The recent Credit Suisse leak revealed shortcomings in their due diligence policies, account closure procedures, and deficient compliance culture. While they had been making commitments and working hard to improve their compliance operations before this leak, it will take time to earn back the trust of regulators and the public especially if they continue their bad behavior.
Compliance teams are required to conduct periodic due diligence reviews as part of a know your customer (KYC) program. In the industry, the interval between re-reviews of client information tends to be dictated by an assessment of the riskiness of those being reviewed. Credit Suisse performed periodic reviews every one to three years, with higher-risk clientele subject to more frequent checks. Unfortunately, these “sliding scale” diligence cycles are often based on incorrect or outdated information. Criminals, politically exposed persons, and other high-risk clients will not always onboard under their own names and will use opaque company structures to make sure funds aren’t frozen or confiscated. When this information is checked against an OFAC sanctions search in the US, the analyst needs an exact match of the full name, date of birth, and jurisdiction of residence to declare that the individual has been found. Barring that level of similarity, a match may not be declared. Using only this data to determine the risk profile of clients is critically flawed.

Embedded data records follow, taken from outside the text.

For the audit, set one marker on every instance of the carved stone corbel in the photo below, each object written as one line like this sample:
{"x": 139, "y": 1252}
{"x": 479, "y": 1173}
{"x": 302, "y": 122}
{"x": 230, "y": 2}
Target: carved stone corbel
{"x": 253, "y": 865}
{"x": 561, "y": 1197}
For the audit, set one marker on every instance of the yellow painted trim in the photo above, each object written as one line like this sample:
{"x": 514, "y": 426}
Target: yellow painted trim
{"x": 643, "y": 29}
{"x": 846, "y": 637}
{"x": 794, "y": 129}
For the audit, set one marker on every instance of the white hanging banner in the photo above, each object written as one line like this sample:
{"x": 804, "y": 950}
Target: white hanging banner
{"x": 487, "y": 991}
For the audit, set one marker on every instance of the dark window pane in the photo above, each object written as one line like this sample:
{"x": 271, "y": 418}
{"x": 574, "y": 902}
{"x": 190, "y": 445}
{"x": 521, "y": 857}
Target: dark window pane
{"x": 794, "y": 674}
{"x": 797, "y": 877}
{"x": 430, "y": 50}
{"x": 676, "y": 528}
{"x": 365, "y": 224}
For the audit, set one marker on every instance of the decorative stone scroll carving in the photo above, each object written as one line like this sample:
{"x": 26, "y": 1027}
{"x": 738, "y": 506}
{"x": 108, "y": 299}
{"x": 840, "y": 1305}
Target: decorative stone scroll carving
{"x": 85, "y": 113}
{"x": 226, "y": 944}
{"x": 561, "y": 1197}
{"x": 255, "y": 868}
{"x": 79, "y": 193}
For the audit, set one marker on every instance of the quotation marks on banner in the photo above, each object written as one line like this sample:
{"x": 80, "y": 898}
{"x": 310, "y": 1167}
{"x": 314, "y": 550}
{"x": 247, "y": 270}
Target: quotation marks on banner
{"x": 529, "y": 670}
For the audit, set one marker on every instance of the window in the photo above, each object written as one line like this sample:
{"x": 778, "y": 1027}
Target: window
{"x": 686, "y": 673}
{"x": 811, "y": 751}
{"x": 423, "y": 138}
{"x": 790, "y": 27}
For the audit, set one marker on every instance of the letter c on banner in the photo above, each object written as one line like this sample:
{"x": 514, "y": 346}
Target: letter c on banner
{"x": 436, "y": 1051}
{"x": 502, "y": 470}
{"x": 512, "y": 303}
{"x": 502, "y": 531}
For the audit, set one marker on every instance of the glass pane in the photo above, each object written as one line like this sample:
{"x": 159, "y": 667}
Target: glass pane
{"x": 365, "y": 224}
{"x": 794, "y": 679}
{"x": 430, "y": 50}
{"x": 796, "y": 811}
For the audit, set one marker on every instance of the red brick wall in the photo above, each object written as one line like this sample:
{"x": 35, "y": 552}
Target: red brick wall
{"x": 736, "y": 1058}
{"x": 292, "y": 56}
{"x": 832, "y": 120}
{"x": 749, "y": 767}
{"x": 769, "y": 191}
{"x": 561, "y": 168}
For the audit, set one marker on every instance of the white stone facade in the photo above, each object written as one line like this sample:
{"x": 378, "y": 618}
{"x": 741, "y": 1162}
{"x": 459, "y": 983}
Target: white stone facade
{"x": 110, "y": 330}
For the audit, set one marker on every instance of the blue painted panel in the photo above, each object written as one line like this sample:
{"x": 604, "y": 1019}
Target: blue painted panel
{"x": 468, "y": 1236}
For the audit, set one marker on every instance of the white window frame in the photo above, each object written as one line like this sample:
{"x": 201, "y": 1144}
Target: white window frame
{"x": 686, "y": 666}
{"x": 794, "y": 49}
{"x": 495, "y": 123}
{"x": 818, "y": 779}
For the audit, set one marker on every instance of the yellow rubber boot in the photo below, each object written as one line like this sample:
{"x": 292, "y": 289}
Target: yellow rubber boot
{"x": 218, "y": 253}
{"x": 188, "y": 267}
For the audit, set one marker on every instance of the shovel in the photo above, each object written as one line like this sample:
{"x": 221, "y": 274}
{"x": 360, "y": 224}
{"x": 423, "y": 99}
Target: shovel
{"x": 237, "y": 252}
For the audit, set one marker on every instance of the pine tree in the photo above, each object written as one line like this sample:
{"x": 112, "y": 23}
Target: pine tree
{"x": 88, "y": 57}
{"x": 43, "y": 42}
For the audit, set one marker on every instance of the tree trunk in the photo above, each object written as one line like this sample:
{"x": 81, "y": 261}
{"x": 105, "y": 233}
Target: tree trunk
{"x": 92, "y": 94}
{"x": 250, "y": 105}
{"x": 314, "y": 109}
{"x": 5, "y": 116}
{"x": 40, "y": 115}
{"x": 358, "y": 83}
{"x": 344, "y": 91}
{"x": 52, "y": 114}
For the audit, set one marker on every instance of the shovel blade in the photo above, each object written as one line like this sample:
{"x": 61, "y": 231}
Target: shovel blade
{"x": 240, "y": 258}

Our industry could improve this system by using data that is already being analyzed in other areas of a compliance program. The current regime trusts the very information that we are verifying to decide how trustworthy it is. A more effective way to establish review cycles would be to incorporate monitored activity into customer risk scores and use those as the basis for determining review periodicity. Monitoring of transactions is already required, and historical activity would be a better assessment of risk than using original declarations from years ago. The continuous assessment is also helpful in providing a current risk assessment when deciding to maintain or exit a client’s relationship. Since Credit Suisse is involved in the transmission of international wires, they get to see information and metadata that others do not. These details derived from transaction activity provide a more holistic assessment of the client and likely would have raised red flags for some of these clients and pegged them for earlier review.
The leak shows that some bad actors seemed to have accounts at Credit Suisse longer than expected and that the bank could have expedited the closure process for many of these relationships. But it is important to understand that account closure is not always the best solution in this type of situation, and leaving these accounts open may have been not only reasonable but necessary.
When we want to close an account, this process could be sped up at most institutions. Unfortunately, there are operational inefficiencies or external factors which impede the process. Credit Suisse was found to be banking these high-profile criminals for quite some time even after confirming that a client poses a risk to the bank; operational procedures and external inquiries can slow the closure process. Mandated reviews at three or four-month intervals and investigations that drag on are common causes for delay. There should be procedures in place that allow for overrides to expedite this process when it is prudent to do so.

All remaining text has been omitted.